Four micrometer thick paraffin wax tissue sections were dewaxed and digested with 8 mg/ml pepsin (800–1,200 U/mg protein porcine stomach mucosa; Sigma Chemical Co., St. Louis, MO) in 0.2 M HCl for 10 min at 37°C. The slides were rinsed 3 times in H2O and dehydrated in an ascending ethanol series. After air drying the HPV probe set was applied under a coverslip (see below). Probe and target DNA were denatured simultaneously for 6 min at 90°C prior to hybridisation. When target denaturation was omitted, the probe was denatured separately in an eppendorf tube for 10 min at 80°C and chilled on ice prior to application to the tissue section under a coverslip. For RNase treatment, the slides were dewaxed and incubated for 10 min at 80°C in 2 × SSC, rinsed in H2O at room temperature and dehydrated in an ascending ethanol series. They were then incubated in 4 mg/ml DNase free RNase (Roche, Mannheim, Germany) in 10 mM TrisHCl, 1 mM EDTA pH 7.5 for 60 min at 37°C.

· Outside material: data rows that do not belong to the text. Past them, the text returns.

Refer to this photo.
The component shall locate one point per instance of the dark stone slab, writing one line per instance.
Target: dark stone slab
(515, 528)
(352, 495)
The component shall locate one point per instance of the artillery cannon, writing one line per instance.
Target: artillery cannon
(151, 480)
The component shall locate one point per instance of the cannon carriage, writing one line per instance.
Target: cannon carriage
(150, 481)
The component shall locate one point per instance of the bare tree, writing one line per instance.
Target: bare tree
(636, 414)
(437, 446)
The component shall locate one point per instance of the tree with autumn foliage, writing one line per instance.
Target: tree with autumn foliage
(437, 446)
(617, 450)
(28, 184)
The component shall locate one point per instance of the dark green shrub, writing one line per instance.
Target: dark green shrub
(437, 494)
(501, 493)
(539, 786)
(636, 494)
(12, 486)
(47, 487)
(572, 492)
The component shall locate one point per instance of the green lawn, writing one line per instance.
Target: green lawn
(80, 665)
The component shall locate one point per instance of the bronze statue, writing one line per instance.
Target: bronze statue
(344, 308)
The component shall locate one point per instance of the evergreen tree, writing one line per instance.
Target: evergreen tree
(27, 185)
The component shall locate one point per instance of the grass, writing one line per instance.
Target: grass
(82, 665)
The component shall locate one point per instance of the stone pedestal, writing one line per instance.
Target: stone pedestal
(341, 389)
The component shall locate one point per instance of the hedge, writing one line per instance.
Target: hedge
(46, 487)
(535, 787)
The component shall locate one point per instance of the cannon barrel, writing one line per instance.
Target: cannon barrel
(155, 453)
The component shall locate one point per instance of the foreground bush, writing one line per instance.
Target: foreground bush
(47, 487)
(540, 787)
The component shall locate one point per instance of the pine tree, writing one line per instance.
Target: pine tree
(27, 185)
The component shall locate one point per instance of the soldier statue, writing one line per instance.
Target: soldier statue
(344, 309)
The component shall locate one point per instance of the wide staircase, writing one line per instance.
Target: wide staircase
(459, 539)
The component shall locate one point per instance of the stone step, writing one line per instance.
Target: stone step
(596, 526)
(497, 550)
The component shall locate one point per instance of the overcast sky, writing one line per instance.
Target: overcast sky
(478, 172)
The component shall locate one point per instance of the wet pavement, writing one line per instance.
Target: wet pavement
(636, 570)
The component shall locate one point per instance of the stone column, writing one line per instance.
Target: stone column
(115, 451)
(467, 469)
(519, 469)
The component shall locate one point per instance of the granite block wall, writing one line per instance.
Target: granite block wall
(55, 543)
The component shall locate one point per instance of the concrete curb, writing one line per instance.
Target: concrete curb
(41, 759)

Four micrometer thick paraffin wax tissue sections were dewaxed, pre-treated with 85% formic acid/0.3% H2O2 for 20 min at room temperature, and subsequently dehydrated with 70% ethanol containing 0.01 M HCl (acid dehydration), 90% ethanol and 100% ethanol for 3 min each prior to air drying. The slides were incubated in 1 M NaSCN for 10 min at 80°C, followed by acid dehydration and digestion with 4 mg/ml pepsin (800–1,200 U/mg protein porcine stomach mucosa: from Sigma Chemical Co., St. Louis, MO) in 0.02 M HCl for 15 min at 37°C. The slides were rinsed 3 times in 0.01 M HCl and acid dehydrated. After air drying sections were post-fixed in 1% formaldehyde in PBS for 15 min at room temperature, rinsed 3 times in PBS and dehydrated in an ascending ethanol series.
The chemical pretreatment steps (formic acid/hydrogen peroxide, and thiocyanate at 80°C) in combination with pepsin treatments remove nearly all nuclear and cytoplasmic proteins. This procedure strongly improves the hybridisation efficiency, maintains nuclear morphology during the FISH procedure and reduces the need for optimization of the digestion time for each sample.32 The chemical pretreatment steps in the harsh protocol lead to partial denaturation of DNA (thiocyanate is a DNA denaturing agent); application of this pretreatment step therefore does not enable a valid evaluation of the contribution of RNA hybridization when applying this pretreatment step.
The low level of autofluorescence of cytoplasmic and nuclear protein remnants after application of the harsh protocol indicates that these proteins have been efficiently removed. In the mild protocol, nuclear and cytoplasmic autofluorescence is frequently greater, indicating that these proteins are at least partially retained. In particular, the latter will have impact on the retention of RNA in both cytoplasm and nucleus.
The probe sets were applied under a coverslip at a concentration of 1 ng/μl in 60% formamide, 2 × SSC, 10% dextran sulfate and 50 × excess of carrier DNA (salmon sperm DNA). Probe and target DNA were denatured simultaneously for 5 min at 80°C prior to hybridization overnight at 37°C. After hybridization the preparations were washed stringently in 50% formamide, 2 × SSC at 42°C (2 times 5 min) or 0.1 × SSC at 61°C (2 times 5 min).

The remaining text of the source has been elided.